SLO Symphony's new executive director aims to engage audiences

Edmund Feingold spent three years in a similar post in Monterey

slinn@thetribunenews.comJuly 10, 2014 

The San Luis Obispo Symphony’s new executive director is no stranger to the Central Coast.

During his recent stint as the executive director of the Monterey Symphony, Edmund Feingold watched the San Luis Obispo orchestra’s progress from afar. Now, he said, he’s eager to work with the symphony up close.

“It’s a wonderful opportunity to mix with a community that has music and culture at its center,” said Feingold, who took over his new post Monday.

Feingold succeeds Jim Black, who stepped down in December 2013 after two years as executive director. Maryellen Simkins has led the nonprofit organization on an interim basis since then.

In a news release, symphony board President India D’Avignon called Feingold a “proven leader” in the performing arts field.

“Ed has created enthusiasm for symphonic music in each community he has served and … I am certain that the San Luis Obispo Symphony will flourish under his leadership for many years to come,” said D’Avignon, noting Feingold’s gifts for strategic thinking and collaboration.

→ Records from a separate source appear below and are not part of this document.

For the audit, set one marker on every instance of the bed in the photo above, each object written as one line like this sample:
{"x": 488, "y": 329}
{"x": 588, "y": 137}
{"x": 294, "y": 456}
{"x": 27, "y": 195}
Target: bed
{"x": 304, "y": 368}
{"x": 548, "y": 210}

“What excites me most about music is community engagement, (and) that is one thing this orchestra does in spades,” Feingold said.

Feingold, who grew up near Omaha, Neb., holds a bachelor’s degree in music and an MBA in public and nonprofit management from Boston University. He’s held management positions with organizations including the Boston Youth Symphony Orchestras, Boston Musica Viva and the Illinois Philharmonic Orchestra.

During his three-year tenure with the Monterey Symphony, Feingold strived to forge connections with other nonprofits by spearheading projects such as “Play Me, I’m Yours — Monterey 2013.”

Part of an internationally touring artwork devised by British artist Luke Jerram, the project placed 10 “street pianos” decorated by local artists and community groups in public places across Monterey County. Following the March 2013 installation, all but one of the instruments were donated to local organizations and individuals.

Feingold said he was later approached by a homeless man who learned to play piano by watching other community members tickle the ivories.

“It was the most touching experience to me, personally, in my professional life thus far,” he said.

Feingold hopes to reach San Luis Obispo County residents through similar collaborative efforts.

“I’m not just talking about single performances,” he said. “I’m taking about real lasting relationships where people decide to engage with music for life.”

This season, the symphony is offering a number of events aimed at engaging audiences.

On Aug. 31, former Yes frontman Jon Anderson and jazz chanteuse Inga Swearingen will headline the Pops by the Sea concert in Avila Beach.

Violinist Elizabeth Pitcairn will join the symphony Oct. 4 for a San Luis Obispo concert showcasing the 18th century instrument that inspired the Oscar-winning film “The Red Violin.” And the symphony is currently seeking suggestions for its first-ever “by request” concert in March 2015, which will feature works selected by members of the public.

Feingold, who will live in Los Osos, said he wants to preserve the symphony’s connection with concertgoers whose habits are shifting. “The challenge for the orchestra is to make sure what we do remains interesting to people,” he said.

The San Luis Obispo Symphony has an annual budget of $1.3 million, according to Lisa Nauful, the organization’s assistant executive director and communications director.

About 5,000 people attend classical and chamber concerts each year, she said, while music education programs reach 16,000 children and adults annually.